# Autocross/Track day question.



## Kanaric (Nov 3, 2011)

About a year ago sold my 350z which I did track days with and bought a WRX. I want to keep this car purely DD and buy a MK3 or MK4 GTI VR6 to do track days and funzies autocross in (as in not competative as I plan to do more mods than is allowed in the classes I could be competative in). 
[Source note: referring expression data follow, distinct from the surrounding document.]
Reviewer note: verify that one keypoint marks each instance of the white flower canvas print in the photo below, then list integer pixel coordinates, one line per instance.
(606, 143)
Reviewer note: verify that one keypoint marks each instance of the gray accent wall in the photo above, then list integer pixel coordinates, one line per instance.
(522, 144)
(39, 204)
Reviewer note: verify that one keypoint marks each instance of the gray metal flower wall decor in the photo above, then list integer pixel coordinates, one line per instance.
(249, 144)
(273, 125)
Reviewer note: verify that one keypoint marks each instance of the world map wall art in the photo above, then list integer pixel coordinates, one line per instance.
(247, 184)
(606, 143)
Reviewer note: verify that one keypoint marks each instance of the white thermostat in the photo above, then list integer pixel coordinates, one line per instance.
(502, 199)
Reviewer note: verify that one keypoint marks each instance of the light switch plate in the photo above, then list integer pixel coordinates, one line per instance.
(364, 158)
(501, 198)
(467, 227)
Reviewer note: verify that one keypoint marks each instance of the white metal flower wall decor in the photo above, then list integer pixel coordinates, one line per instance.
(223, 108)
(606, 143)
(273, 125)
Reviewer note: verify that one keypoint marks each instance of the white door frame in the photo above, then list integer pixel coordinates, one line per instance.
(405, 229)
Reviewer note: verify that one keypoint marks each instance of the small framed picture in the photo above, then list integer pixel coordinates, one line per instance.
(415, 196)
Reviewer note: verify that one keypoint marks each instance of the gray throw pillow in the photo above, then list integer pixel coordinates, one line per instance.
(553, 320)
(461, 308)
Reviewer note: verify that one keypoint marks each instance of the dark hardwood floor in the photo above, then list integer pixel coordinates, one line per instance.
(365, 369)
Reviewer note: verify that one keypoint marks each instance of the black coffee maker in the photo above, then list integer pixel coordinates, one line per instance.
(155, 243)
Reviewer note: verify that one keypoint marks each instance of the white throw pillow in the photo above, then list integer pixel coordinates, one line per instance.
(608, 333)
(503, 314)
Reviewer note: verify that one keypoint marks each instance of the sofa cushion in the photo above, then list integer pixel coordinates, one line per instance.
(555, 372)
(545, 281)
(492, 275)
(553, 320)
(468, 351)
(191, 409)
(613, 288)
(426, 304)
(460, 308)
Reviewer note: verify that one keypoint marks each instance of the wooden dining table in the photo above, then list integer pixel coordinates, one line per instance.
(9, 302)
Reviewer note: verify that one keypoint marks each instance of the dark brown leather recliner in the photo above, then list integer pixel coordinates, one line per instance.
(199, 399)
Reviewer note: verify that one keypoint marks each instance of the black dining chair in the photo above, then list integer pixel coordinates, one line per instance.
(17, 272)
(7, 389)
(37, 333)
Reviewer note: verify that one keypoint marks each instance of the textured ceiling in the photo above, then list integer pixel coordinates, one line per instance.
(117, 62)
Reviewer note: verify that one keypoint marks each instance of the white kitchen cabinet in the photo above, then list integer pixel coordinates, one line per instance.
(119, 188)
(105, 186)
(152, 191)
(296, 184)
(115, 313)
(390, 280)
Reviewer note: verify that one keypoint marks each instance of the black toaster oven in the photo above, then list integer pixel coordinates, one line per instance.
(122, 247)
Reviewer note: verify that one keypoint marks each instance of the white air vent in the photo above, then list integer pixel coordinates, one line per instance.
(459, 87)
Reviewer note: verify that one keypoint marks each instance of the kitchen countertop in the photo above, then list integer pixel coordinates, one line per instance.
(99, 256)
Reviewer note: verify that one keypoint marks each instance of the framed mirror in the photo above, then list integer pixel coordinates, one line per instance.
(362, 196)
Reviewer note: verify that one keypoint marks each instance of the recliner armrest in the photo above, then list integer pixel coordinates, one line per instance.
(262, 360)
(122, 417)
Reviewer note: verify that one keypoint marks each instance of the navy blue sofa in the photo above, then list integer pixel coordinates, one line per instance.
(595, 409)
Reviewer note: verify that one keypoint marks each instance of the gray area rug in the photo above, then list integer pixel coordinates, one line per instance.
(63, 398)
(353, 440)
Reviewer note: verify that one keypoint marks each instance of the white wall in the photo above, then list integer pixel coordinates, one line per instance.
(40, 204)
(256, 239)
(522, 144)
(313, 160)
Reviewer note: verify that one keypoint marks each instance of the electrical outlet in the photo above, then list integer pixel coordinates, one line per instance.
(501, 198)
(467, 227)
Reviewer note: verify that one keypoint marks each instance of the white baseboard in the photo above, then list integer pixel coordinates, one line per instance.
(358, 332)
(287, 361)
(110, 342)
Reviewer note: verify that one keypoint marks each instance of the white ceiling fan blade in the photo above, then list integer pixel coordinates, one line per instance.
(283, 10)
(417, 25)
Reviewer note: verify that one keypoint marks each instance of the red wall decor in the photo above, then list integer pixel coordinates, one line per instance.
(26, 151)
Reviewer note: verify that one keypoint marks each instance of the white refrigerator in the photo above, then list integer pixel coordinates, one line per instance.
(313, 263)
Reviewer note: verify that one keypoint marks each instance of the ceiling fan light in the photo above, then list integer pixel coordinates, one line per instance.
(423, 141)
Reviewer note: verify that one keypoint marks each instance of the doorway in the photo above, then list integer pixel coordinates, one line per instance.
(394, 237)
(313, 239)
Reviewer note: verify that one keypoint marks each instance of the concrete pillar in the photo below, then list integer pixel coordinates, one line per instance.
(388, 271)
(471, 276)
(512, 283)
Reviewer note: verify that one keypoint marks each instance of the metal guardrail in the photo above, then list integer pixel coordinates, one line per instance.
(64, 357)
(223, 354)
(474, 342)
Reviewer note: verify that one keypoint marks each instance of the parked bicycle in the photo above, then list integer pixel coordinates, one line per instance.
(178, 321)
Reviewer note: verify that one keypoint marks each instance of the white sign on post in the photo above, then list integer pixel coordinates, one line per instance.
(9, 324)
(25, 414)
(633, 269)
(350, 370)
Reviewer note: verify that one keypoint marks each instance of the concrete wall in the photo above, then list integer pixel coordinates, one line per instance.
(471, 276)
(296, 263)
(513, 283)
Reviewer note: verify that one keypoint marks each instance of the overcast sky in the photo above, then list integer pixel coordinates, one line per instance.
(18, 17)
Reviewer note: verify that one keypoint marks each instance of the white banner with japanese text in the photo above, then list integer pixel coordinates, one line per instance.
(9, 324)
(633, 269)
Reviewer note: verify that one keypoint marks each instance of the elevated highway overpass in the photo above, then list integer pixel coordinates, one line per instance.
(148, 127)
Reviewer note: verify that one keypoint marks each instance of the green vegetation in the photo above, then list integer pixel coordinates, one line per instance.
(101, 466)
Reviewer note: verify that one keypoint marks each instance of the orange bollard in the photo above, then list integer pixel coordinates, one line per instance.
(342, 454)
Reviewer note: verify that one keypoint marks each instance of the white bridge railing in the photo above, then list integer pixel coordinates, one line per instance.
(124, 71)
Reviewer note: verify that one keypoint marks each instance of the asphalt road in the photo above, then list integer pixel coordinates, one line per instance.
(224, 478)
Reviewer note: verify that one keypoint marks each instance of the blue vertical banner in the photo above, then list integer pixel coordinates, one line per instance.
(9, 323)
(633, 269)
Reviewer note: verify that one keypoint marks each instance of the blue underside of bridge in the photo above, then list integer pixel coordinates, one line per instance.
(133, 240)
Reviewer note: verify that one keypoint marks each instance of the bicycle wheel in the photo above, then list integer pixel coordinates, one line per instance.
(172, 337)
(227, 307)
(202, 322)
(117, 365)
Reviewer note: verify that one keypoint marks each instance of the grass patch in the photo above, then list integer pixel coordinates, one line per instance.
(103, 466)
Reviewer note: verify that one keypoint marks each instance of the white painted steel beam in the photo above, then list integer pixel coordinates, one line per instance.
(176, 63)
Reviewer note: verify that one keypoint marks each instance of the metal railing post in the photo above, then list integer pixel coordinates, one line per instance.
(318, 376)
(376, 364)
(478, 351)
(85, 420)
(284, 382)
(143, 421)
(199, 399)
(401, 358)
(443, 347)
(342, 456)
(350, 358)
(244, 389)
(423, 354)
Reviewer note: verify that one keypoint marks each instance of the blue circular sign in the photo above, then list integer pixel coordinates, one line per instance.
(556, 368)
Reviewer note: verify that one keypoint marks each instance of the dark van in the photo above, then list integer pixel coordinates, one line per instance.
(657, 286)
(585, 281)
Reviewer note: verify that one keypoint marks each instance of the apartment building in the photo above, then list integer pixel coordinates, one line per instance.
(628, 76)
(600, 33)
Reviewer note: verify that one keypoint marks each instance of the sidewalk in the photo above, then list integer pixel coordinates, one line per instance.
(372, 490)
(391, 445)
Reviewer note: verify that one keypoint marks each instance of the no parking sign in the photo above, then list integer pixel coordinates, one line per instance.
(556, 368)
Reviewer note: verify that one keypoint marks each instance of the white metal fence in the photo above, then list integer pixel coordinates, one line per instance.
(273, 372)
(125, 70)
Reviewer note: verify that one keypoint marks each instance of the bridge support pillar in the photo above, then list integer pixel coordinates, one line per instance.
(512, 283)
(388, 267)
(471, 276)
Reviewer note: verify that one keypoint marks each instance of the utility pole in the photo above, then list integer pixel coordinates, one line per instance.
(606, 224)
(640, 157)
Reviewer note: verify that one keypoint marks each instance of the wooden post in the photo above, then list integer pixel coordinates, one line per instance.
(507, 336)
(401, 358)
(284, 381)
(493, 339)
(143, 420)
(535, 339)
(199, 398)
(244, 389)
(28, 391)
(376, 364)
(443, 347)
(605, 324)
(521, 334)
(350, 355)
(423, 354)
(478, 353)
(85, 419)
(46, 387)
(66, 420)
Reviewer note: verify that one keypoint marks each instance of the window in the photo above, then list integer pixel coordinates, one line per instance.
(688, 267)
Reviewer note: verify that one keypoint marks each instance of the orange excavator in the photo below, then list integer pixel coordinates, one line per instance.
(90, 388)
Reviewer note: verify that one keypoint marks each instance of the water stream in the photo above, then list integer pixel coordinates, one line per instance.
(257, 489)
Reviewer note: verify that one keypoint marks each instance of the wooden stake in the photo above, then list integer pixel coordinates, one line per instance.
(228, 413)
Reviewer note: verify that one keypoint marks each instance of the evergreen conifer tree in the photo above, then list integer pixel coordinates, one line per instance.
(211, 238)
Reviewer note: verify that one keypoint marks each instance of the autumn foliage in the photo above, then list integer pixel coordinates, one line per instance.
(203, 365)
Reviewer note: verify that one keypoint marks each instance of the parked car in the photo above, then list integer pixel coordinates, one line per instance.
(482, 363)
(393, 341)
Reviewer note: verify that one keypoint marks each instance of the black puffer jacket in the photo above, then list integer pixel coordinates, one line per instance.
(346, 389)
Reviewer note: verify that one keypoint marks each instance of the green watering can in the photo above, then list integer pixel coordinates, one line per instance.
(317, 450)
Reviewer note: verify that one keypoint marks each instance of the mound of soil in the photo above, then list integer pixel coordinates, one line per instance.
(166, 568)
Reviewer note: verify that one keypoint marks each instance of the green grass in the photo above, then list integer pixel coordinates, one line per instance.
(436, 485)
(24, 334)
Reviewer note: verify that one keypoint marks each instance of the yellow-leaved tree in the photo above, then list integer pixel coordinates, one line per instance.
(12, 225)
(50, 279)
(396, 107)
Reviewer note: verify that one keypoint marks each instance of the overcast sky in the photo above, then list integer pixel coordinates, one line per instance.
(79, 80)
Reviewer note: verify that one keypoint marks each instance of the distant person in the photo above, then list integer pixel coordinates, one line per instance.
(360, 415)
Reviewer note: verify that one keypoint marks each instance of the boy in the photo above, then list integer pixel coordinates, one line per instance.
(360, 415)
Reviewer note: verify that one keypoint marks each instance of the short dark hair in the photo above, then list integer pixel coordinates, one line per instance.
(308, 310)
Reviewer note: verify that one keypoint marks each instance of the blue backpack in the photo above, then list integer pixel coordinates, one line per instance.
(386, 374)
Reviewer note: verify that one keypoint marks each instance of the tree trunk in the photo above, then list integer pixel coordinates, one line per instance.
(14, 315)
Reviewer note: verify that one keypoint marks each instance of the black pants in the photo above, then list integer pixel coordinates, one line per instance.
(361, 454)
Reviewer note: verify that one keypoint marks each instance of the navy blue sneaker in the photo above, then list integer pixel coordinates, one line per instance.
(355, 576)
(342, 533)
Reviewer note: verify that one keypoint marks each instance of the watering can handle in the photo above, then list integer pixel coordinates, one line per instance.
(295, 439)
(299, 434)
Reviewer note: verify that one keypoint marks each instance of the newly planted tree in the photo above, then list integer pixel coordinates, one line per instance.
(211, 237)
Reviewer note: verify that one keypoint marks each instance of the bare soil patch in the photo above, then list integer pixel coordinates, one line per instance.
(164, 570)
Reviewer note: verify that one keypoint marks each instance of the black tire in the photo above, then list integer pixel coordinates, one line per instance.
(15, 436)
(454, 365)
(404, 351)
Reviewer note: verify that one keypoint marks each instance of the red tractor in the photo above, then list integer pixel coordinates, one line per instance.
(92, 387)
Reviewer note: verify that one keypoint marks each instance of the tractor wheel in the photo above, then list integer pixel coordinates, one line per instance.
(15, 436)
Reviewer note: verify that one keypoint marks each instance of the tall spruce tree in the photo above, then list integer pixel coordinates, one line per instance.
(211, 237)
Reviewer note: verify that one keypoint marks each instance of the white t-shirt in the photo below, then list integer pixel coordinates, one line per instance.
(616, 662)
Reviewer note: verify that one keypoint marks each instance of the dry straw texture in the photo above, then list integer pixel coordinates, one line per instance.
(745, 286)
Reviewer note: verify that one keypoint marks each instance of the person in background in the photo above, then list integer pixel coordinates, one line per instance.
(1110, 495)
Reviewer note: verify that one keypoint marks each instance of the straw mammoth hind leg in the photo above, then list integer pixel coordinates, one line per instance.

I've talked to some VW people that I work with and they are not fans of the MK4 saying things such as the handling in it is worse among other things but i'm wondering if this still applies keeping in mind that I plan on stripping much of the interior, getting coilovers, etc to turn it into a mostly track orientated car. Keeping this in mind is the MK3 still advantageous to get over a MK4? The people I know here couldn't answer my quest and just said get a 1.8t, lol. I am wanting a naturally aspirated car for this which is why I am looking at VR6 only.


----------



## cealer (Feb 12, 2009)

Both the 1.8T and the VR6 have their disadvantages. You'll notice them more with autox than on a track though. 1.8T will have turbo lag (mostly dependent on how large your regions venue is). It can be managed but not that well, especially if you start tuning it, bigger turbo, whatever. Had a hell of a time in my GLI, but I managed it. VR6 is just front heavy. That's easier to manage in my book. Just make sure when you are buying/picking a suspension setup you get something seriously stiff and able to handle the quick changes in weight that will come with autox.

What I'm doing with my MK2 coupe is building it to SCCA FSP class regs and then will just blow it off once it gets supercharged, taking it on the track more often instead.

As for MK3 vs MK4, MK3 has weight on it's side and largely has the same suspension issues as the MK4. On the other hand, if you can pick up a MK4 VR6 GLI I would totally do that over the MK3 VR6. Just saying.

Though I know this wasn't even an option, MK5 would be your best/cheapest platform. Suspension components are less failure prone and it doesn't have a swing beam in the rear.


----------